No. of Recommendations: 9
(REVT−COGS−(XSGA−XRD)−XINT) / (BE+MIB)
...
So, roughly: (net income + R&D) / equity
or, ROE + R&D/equity
In the right direction, but not that great an approximation - ROE would usually be after-tax after-depreciation after-everything income. The paper makes the case for using the most "gross" income metric available.
Minority interests are rarely a big factor and could probably be skipped.
So a simple version would be (Gross margin - [non-R&D SG&A expenses] - interest) / book
(meaning gross margin as a dollar amount, not percentage: total revenues minus cost of goods sold)
Anybody up to an SIpro implementation?
Personally, I'd want to include profit averaged over more than a year.

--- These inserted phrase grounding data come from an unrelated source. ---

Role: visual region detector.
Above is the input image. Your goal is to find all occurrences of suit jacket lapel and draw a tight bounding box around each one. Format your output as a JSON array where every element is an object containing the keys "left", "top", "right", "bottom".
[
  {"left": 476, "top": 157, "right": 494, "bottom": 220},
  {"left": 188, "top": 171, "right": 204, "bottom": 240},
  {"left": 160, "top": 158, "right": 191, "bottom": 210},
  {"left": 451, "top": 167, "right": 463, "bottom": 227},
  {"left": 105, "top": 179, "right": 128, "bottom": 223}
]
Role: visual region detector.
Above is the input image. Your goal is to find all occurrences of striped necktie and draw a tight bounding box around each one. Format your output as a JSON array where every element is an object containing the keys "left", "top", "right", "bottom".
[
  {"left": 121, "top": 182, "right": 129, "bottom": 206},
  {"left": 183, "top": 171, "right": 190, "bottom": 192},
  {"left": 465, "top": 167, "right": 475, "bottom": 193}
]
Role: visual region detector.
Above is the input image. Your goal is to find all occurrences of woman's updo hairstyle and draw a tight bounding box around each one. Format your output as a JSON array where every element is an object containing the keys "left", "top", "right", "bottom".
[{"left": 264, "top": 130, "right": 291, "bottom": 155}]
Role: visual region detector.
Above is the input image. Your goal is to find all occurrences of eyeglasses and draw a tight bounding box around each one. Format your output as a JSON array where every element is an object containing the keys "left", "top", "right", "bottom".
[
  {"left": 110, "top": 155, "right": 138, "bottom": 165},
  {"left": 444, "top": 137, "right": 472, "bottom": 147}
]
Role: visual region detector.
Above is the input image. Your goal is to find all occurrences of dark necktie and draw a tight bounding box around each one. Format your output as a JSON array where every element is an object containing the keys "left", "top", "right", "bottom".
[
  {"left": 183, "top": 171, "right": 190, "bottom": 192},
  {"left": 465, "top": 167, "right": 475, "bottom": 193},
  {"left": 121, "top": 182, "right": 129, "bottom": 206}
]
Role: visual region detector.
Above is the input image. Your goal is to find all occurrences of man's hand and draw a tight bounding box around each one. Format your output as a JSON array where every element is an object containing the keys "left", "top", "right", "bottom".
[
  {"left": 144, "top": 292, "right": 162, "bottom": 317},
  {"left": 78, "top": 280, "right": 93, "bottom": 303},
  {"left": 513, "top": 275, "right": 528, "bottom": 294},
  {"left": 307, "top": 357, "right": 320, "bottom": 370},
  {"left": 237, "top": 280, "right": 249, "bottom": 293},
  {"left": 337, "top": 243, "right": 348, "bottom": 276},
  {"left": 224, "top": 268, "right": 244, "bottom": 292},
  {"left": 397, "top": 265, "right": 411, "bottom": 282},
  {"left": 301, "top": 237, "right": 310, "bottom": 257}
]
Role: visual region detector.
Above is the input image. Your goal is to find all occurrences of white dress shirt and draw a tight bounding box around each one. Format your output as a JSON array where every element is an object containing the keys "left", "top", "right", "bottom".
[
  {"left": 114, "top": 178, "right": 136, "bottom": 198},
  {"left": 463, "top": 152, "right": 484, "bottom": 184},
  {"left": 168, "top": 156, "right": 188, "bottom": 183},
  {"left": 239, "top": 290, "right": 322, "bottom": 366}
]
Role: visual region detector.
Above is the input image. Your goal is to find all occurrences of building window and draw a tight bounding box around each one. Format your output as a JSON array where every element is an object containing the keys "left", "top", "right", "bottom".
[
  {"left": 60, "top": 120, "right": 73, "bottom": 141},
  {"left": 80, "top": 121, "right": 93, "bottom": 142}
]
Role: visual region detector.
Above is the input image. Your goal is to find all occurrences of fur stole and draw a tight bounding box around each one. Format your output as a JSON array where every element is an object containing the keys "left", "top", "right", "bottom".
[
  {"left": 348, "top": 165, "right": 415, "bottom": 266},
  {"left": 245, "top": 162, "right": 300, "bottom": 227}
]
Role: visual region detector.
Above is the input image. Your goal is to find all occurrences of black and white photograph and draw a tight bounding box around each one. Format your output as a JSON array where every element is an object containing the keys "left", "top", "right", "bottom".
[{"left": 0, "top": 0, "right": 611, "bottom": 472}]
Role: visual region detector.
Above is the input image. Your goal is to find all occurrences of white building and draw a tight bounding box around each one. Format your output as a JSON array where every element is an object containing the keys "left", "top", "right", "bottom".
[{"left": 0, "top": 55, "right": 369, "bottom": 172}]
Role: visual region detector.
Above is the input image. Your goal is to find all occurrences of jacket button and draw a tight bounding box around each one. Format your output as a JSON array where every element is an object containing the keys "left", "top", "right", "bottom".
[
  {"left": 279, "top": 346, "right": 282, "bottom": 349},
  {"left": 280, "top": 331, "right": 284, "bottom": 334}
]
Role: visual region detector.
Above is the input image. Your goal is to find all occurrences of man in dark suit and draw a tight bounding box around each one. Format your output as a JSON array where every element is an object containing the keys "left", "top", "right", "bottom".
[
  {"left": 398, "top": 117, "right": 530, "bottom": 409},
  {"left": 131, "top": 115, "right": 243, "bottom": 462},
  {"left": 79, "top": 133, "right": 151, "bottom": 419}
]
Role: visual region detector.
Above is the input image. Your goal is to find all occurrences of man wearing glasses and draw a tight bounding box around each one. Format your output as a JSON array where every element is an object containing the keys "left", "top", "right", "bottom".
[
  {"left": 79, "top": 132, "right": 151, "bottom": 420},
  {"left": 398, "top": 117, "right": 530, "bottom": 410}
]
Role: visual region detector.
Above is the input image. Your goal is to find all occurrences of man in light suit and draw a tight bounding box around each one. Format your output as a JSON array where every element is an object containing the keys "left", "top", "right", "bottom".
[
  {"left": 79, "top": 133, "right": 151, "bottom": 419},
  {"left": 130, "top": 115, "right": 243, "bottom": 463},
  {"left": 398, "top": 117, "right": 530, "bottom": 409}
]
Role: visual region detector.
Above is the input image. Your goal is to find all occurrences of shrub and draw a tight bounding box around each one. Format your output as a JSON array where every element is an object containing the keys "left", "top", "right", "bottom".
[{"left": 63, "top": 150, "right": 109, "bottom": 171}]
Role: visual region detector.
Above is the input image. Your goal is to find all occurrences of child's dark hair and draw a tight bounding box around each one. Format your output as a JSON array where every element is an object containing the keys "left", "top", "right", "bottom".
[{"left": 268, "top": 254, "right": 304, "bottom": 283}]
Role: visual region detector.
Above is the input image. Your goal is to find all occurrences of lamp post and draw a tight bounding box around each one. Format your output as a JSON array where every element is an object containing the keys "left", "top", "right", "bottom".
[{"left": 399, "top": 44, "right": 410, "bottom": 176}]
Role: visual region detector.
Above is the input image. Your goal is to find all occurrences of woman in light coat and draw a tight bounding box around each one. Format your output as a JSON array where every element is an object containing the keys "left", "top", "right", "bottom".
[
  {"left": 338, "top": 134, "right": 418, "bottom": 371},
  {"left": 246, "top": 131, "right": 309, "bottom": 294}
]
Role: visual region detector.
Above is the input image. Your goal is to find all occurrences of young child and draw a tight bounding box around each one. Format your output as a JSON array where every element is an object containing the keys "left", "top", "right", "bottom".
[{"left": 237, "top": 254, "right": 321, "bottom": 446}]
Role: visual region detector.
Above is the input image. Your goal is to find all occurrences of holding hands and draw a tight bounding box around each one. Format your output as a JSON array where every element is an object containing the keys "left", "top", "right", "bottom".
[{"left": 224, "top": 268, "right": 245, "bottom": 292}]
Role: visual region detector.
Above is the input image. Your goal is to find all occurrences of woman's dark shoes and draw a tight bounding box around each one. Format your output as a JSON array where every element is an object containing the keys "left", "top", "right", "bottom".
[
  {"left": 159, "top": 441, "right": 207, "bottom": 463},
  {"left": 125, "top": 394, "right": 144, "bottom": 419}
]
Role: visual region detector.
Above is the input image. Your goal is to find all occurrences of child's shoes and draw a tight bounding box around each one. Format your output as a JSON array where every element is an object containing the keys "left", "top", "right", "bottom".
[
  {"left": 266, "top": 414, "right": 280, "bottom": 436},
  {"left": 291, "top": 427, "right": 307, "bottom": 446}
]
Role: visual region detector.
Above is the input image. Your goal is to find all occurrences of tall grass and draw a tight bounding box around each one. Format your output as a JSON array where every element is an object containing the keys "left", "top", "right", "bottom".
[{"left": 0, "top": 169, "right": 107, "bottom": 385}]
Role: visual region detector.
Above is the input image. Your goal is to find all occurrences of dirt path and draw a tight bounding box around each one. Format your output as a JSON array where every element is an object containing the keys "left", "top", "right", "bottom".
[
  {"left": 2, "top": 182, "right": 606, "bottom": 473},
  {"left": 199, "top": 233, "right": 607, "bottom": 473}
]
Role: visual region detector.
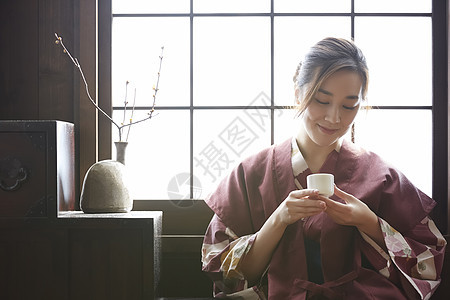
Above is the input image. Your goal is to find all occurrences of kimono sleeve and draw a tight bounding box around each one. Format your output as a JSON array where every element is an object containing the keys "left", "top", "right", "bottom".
[
  {"left": 200, "top": 144, "right": 281, "bottom": 298},
  {"left": 354, "top": 158, "right": 446, "bottom": 299},
  {"left": 359, "top": 216, "right": 446, "bottom": 300},
  {"left": 202, "top": 214, "right": 264, "bottom": 297}
]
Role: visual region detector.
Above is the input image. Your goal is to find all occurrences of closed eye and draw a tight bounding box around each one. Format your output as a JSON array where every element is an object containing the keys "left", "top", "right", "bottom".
[
  {"left": 315, "top": 98, "right": 329, "bottom": 105},
  {"left": 343, "top": 105, "right": 357, "bottom": 110}
]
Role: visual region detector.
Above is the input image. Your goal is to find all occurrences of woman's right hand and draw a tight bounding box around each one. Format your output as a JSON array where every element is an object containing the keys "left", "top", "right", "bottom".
[
  {"left": 273, "top": 189, "right": 326, "bottom": 226},
  {"left": 240, "top": 189, "right": 325, "bottom": 284}
]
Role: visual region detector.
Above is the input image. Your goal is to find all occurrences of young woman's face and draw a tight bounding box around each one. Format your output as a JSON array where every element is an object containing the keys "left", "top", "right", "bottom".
[{"left": 301, "top": 69, "right": 362, "bottom": 148}]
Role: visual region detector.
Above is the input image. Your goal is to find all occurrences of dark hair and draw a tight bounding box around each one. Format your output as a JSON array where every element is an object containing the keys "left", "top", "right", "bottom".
[{"left": 293, "top": 37, "right": 369, "bottom": 115}]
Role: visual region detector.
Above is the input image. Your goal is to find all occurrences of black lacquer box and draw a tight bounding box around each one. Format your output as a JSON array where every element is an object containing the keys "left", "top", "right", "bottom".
[{"left": 0, "top": 120, "right": 75, "bottom": 218}]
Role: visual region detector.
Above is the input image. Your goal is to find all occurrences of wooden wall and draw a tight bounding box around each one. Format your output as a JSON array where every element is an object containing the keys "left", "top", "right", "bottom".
[
  {"left": 0, "top": 0, "right": 100, "bottom": 201},
  {"left": 0, "top": 0, "right": 75, "bottom": 121}
]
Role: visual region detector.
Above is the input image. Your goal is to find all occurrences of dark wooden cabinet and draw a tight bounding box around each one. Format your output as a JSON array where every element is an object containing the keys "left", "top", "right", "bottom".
[
  {"left": 0, "top": 211, "right": 162, "bottom": 300},
  {"left": 0, "top": 121, "right": 162, "bottom": 299},
  {"left": 0, "top": 225, "right": 69, "bottom": 299},
  {"left": 0, "top": 120, "right": 76, "bottom": 218}
]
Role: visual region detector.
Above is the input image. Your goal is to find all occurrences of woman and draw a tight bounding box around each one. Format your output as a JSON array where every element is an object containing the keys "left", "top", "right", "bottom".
[{"left": 201, "top": 37, "right": 446, "bottom": 299}]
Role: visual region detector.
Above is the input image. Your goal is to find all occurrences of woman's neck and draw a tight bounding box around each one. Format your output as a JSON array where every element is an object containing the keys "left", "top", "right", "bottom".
[{"left": 295, "top": 128, "right": 341, "bottom": 173}]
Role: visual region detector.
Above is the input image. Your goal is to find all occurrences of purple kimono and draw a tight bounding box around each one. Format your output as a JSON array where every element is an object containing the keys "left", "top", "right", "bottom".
[{"left": 201, "top": 138, "right": 446, "bottom": 299}]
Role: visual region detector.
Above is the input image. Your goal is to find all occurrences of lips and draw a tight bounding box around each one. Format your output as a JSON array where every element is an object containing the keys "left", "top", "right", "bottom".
[{"left": 318, "top": 124, "right": 339, "bottom": 135}]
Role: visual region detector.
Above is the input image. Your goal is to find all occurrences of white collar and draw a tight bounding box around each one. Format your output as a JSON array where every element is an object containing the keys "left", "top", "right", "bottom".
[{"left": 291, "top": 137, "right": 308, "bottom": 189}]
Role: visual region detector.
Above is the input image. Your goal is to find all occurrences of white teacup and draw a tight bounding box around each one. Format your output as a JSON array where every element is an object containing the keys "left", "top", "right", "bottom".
[{"left": 307, "top": 173, "right": 334, "bottom": 197}]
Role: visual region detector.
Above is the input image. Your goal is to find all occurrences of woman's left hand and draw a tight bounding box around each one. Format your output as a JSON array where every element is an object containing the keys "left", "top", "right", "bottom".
[
  {"left": 316, "top": 185, "right": 387, "bottom": 250},
  {"left": 316, "top": 185, "right": 377, "bottom": 229}
]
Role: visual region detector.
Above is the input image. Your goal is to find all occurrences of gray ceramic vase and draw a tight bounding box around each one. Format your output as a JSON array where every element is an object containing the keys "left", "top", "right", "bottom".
[{"left": 79, "top": 142, "right": 132, "bottom": 213}]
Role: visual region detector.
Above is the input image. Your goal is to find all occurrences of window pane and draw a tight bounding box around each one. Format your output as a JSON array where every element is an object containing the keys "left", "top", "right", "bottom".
[
  {"left": 274, "top": 17, "right": 351, "bottom": 106},
  {"left": 194, "top": 17, "right": 271, "bottom": 106},
  {"left": 112, "top": 17, "right": 190, "bottom": 107},
  {"left": 275, "top": 0, "right": 351, "bottom": 13},
  {"left": 355, "top": 17, "right": 431, "bottom": 106},
  {"left": 112, "top": 110, "right": 190, "bottom": 200},
  {"left": 353, "top": 109, "right": 432, "bottom": 196},
  {"left": 274, "top": 108, "right": 296, "bottom": 144},
  {"left": 194, "top": 0, "right": 270, "bottom": 13},
  {"left": 355, "top": 0, "right": 431, "bottom": 13},
  {"left": 112, "top": 0, "right": 190, "bottom": 14},
  {"left": 194, "top": 109, "right": 271, "bottom": 195}
]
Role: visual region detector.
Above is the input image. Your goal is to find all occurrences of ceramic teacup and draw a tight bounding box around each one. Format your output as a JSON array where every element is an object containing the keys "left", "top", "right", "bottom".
[{"left": 307, "top": 173, "right": 334, "bottom": 197}]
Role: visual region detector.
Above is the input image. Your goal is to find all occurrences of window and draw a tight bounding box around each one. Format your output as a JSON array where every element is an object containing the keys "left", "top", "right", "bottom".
[{"left": 104, "top": 0, "right": 447, "bottom": 232}]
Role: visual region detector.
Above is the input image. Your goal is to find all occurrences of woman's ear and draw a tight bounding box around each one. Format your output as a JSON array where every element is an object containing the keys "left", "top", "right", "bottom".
[{"left": 294, "top": 88, "right": 301, "bottom": 105}]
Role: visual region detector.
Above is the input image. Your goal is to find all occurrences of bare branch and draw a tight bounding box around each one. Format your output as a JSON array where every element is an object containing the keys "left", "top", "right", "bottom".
[
  {"left": 126, "top": 87, "right": 137, "bottom": 142},
  {"left": 55, "top": 33, "right": 164, "bottom": 143}
]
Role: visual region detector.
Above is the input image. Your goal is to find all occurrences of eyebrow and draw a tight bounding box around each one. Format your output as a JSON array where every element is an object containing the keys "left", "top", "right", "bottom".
[{"left": 318, "top": 88, "right": 359, "bottom": 100}]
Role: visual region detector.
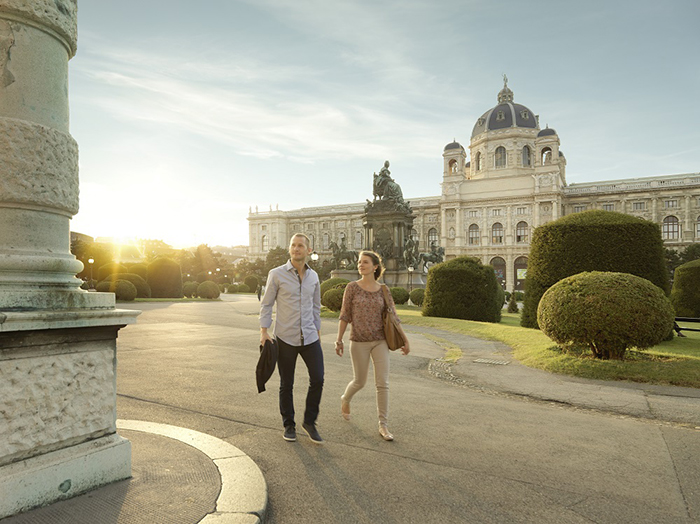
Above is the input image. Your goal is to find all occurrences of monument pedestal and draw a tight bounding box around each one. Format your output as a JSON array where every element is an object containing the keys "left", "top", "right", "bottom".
[{"left": 0, "top": 306, "right": 139, "bottom": 519}]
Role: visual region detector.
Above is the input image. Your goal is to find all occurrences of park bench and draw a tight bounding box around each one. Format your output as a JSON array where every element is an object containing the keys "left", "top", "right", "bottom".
[{"left": 675, "top": 317, "right": 700, "bottom": 335}]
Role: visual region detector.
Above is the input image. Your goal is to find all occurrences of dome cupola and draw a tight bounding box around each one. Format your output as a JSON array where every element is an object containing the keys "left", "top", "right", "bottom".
[{"left": 471, "top": 76, "right": 538, "bottom": 138}]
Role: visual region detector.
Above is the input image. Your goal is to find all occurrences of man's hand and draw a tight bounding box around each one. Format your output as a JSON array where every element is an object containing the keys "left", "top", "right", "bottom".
[{"left": 260, "top": 328, "right": 273, "bottom": 346}]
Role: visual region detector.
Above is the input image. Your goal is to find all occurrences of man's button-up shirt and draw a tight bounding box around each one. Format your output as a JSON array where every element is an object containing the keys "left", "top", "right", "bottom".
[{"left": 259, "top": 261, "right": 321, "bottom": 347}]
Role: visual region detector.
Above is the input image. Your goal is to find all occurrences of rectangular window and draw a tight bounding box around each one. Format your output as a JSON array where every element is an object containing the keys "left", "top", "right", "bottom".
[
  {"left": 468, "top": 210, "right": 478, "bottom": 218},
  {"left": 492, "top": 209, "right": 502, "bottom": 216},
  {"left": 573, "top": 205, "right": 587, "bottom": 213},
  {"left": 632, "top": 202, "right": 646, "bottom": 211},
  {"left": 516, "top": 207, "right": 527, "bottom": 215},
  {"left": 322, "top": 222, "right": 329, "bottom": 229},
  {"left": 306, "top": 223, "right": 314, "bottom": 231},
  {"left": 664, "top": 200, "right": 678, "bottom": 209},
  {"left": 602, "top": 203, "right": 615, "bottom": 211},
  {"left": 261, "top": 225, "right": 267, "bottom": 231}
]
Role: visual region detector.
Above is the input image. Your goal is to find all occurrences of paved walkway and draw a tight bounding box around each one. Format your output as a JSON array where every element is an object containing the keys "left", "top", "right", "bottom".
[{"left": 3, "top": 294, "right": 699, "bottom": 523}]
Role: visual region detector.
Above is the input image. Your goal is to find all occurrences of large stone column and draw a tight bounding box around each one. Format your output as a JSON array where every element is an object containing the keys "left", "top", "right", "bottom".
[{"left": 0, "top": 1, "right": 139, "bottom": 518}]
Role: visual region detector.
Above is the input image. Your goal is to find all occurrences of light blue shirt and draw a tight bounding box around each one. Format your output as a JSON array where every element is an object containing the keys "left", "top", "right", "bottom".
[{"left": 260, "top": 261, "right": 321, "bottom": 346}]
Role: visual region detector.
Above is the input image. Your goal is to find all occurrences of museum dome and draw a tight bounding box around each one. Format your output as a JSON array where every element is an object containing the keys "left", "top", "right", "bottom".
[
  {"left": 537, "top": 127, "right": 557, "bottom": 137},
  {"left": 471, "top": 78, "right": 538, "bottom": 138},
  {"left": 444, "top": 140, "right": 464, "bottom": 151}
]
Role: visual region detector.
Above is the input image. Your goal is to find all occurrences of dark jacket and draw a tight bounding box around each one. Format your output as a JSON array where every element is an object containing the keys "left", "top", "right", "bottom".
[{"left": 256, "top": 339, "right": 278, "bottom": 393}]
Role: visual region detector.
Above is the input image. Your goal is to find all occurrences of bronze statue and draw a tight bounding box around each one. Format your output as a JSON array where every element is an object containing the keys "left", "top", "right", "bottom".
[
  {"left": 417, "top": 241, "right": 444, "bottom": 272},
  {"left": 329, "top": 239, "right": 358, "bottom": 269},
  {"left": 403, "top": 236, "right": 419, "bottom": 269},
  {"left": 373, "top": 161, "right": 404, "bottom": 204}
]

A lot of very good firms have somewhat variable gross earnings.
If I used this as a screen to pick companies to invest in, I'd add a sanity test that their debt not be too high. A firm that paid out all its book value as unsupported dividends would have a small denominator and a big result.
I usually compare debt to [cyclically adjusted] net income...if it would take more than 5-10 years of profit to wipe out the debt, it's leveraged. Under 5 years is pretty much always safe, up to 10 for the very most reliable earners, and over that is too junky for me.